A successful challenge under the Commerce Clause would be the most constitutionally effective in overriding or dismantling the Biden administration’s mandate, Abramson said.

“If there was a Commerce Clause challenge and it succeeded, that would have the strongest impact toward eliminating the ability of the federal government to require broad vaccination mandates,” he said.

But he also thinks that particular argument is weak.

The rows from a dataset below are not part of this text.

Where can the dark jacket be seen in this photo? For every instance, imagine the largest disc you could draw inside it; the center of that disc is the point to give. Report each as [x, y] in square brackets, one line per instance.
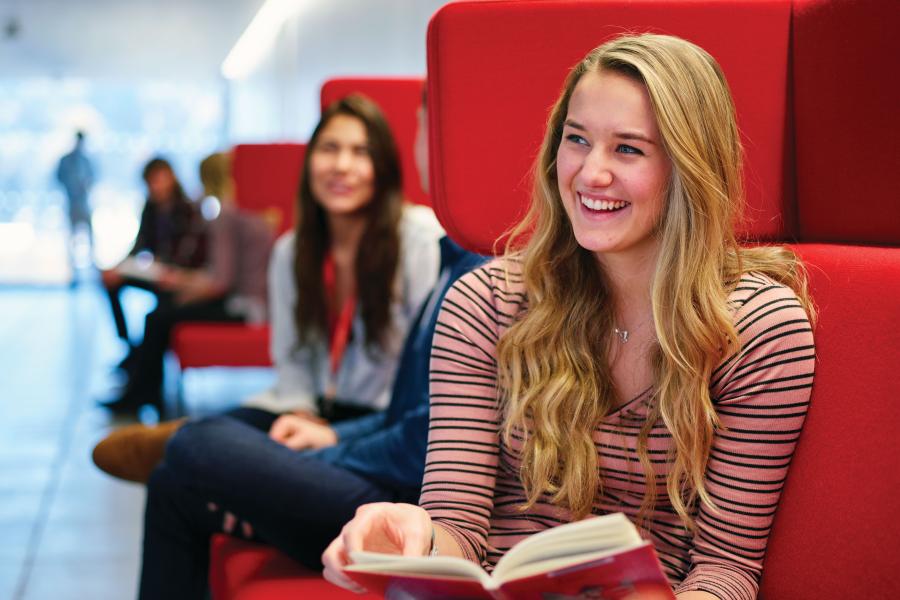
[389, 446]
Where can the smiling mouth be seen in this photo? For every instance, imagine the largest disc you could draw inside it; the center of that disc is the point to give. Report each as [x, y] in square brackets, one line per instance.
[605, 206]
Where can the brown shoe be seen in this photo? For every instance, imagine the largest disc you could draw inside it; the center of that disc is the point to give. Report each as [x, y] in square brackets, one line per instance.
[132, 452]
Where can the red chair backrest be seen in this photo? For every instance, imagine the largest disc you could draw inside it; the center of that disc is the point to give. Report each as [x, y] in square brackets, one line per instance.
[836, 530]
[831, 175]
[266, 179]
[399, 99]
[495, 69]
[846, 57]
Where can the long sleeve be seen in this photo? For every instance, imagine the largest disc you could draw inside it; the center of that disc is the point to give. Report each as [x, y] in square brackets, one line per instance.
[295, 364]
[761, 395]
[463, 438]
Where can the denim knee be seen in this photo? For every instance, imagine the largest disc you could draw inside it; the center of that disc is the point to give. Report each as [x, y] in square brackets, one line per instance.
[191, 449]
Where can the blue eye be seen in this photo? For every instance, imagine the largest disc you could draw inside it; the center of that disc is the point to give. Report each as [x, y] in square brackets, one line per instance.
[626, 149]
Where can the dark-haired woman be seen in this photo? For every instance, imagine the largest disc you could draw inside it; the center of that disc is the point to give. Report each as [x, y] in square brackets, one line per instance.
[171, 233]
[343, 290]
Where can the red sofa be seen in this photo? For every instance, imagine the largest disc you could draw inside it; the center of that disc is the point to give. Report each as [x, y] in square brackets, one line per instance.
[817, 109]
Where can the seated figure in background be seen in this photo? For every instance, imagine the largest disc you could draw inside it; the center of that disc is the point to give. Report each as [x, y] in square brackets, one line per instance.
[230, 287]
[171, 232]
[289, 478]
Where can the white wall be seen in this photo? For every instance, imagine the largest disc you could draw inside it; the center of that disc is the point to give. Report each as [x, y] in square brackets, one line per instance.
[279, 100]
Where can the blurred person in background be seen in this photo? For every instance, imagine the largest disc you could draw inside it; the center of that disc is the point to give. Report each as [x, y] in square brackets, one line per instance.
[76, 175]
[172, 233]
[291, 480]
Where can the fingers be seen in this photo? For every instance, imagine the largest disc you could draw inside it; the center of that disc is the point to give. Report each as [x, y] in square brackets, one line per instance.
[282, 429]
[335, 559]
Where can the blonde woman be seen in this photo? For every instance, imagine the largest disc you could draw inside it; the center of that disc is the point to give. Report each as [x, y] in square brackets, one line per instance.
[630, 356]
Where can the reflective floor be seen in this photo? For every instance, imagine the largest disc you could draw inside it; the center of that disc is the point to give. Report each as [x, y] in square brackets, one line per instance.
[68, 531]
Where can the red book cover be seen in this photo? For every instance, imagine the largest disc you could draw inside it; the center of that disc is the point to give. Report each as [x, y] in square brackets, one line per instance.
[612, 577]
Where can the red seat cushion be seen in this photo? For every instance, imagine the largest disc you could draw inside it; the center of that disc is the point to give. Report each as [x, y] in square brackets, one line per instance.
[495, 68]
[836, 531]
[221, 345]
[242, 570]
[399, 99]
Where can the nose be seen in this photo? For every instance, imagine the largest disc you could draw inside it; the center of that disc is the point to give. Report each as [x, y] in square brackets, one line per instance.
[596, 170]
[343, 161]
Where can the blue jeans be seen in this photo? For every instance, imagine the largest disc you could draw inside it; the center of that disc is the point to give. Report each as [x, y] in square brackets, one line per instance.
[292, 500]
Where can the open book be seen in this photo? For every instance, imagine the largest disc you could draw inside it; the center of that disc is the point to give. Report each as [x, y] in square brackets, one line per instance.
[139, 267]
[597, 558]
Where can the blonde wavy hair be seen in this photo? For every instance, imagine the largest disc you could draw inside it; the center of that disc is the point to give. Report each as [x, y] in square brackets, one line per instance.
[556, 399]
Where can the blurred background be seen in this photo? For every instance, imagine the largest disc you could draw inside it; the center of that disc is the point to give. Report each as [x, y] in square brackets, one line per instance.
[180, 78]
[147, 77]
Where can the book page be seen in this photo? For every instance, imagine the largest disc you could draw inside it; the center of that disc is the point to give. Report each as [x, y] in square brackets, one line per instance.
[139, 269]
[592, 535]
[560, 562]
[432, 566]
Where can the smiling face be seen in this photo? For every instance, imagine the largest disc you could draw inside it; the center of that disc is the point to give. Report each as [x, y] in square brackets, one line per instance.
[342, 175]
[611, 167]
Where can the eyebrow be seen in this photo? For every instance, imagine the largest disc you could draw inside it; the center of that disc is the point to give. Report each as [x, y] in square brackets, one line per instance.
[625, 135]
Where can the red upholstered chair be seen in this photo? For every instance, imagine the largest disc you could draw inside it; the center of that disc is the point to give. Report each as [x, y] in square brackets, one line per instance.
[246, 571]
[249, 571]
[399, 98]
[836, 532]
[266, 178]
[495, 68]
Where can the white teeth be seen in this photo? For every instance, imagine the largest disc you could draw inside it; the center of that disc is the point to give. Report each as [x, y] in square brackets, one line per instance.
[602, 204]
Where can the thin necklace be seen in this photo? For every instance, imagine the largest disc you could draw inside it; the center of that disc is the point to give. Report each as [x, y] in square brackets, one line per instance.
[623, 334]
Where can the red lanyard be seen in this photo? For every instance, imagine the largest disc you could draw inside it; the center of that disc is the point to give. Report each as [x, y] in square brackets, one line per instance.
[339, 325]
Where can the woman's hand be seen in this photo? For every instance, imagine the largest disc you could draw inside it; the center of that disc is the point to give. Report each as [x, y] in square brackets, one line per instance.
[298, 433]
[381, 527]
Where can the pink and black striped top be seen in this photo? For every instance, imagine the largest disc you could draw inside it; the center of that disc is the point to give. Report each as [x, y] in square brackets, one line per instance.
[471, 484]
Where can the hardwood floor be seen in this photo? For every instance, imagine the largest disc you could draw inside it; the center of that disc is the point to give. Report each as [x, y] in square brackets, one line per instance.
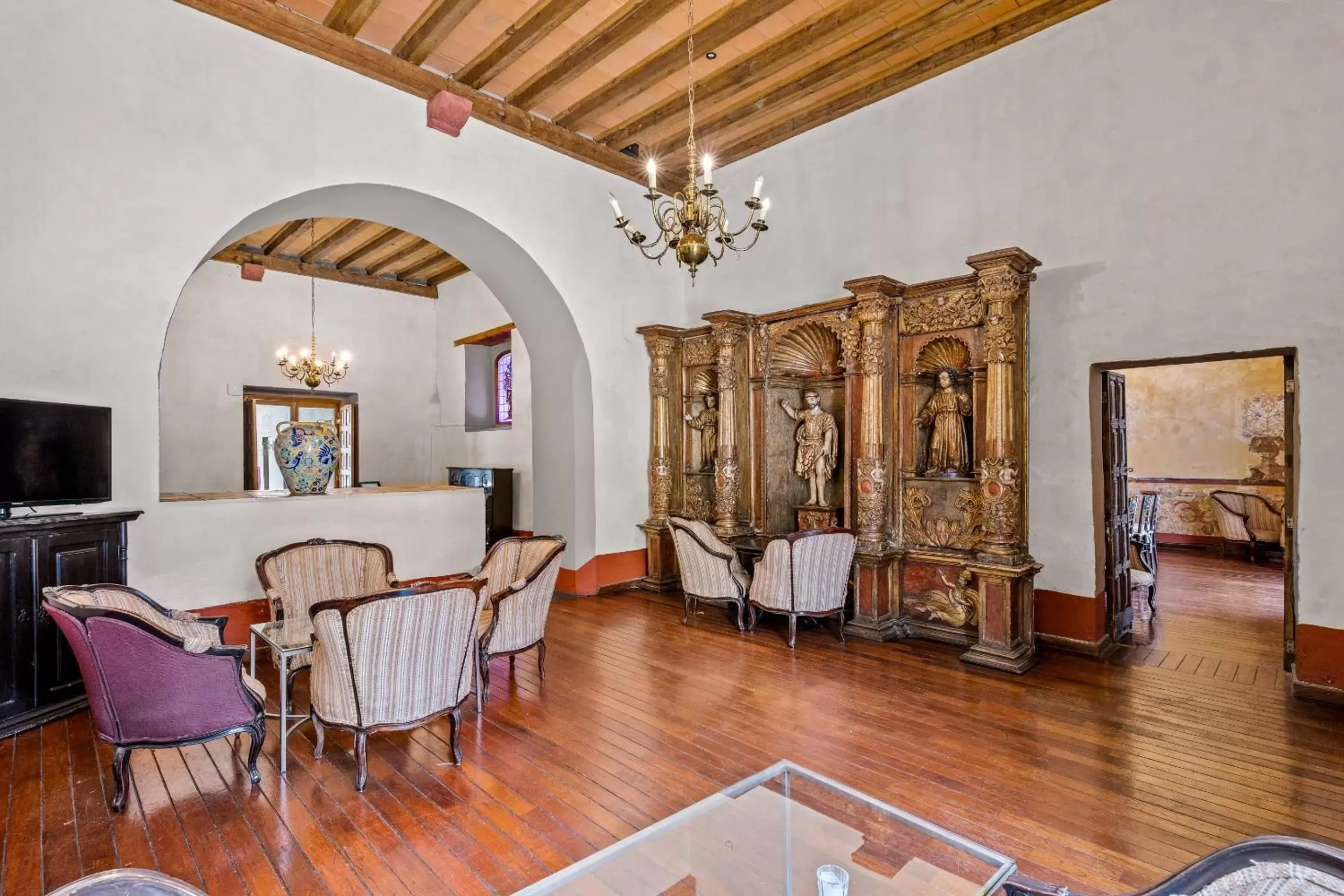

There’s a separate possible challenge he thinks is stronger.

Abramson said he anticipates several challenges will be raised regarding how exemptions are made available and applied to those who remain unvaccinated.

The two most likely vaccine exemptions will be for those who have a religious opposition to the vaccine, and those who have a certain disability covered under the Americans with Disabilities Act that prevents them from receiving the shot, Abramson said.

The question this challenge poses is: what is an appropriate, non-discriminatory, non-burdensome accommodation for those with exemptions?

Historically, school students who have been exempt from vaccine requirements have not been treated any differently after receiving approval for their exemption, Abramson said. But COVID-19 has prompted a shift in these standards, and those who once would not have been treated any differently due to their vaccination status, now find themselves facing extra restrictions, like testing and masking.

“The question of whether it’s discriminatory or burdensome is probably a stronger argument,” Abramson said. “But it isn’t an argument that necessarily eliminates mandates.”

If such a challenge succeeded — something Abramson conceded was possible — the federal vaccine mandate would likely not be dismantled or overturned. Instead, it would prompt the regulation to be rewritten in a more carefully tailored way, Abramson said.

Another hiccup in the overly-burdensome challenge is the fact that many vaccinated people have returned to wearing masks in public amid the spread of the Delta variant, meaning the presence of a mask no longer necessarily indicates whether a person is vaccinated or unvaccinated.

The question of antibodies

A third question, one that hasn’t yet demanded the same attention as the previous two, is whether those who already had COVID-19 should be subject to vaccine mandates.

Abramson said more and more unvaccinated people who already had the illness are starting to argue that they should be exempt from vaccine requirements because they have the COVID-19 antibodies that the vaccines deliver to their bodies.

He said the challenge could end up being a due process clause violation: If you can prove you had COVID-19, you may end up with a compromise rule where a specific level of antibodies could possibly exempt you from the vaccine.

A long road ahead

Biden’s Thursday announcement detailing the federal government’s vaccine mandate was heavy on speechifying and light on specifics.

“We have to wait and see what OSHA says,” Abramson said, noting that the final version of the government’s mandate will likely be more nuanced. “There’s a long sausage-making process between here and there.”

He said it’s possible the final OSHA rule will incorporate measures to avoid the kinds of concerns that could lead a court to overturn the mandate.

“My anticipation would be with the initial challenges, we’re not going to see a suspension of this rule,” he said.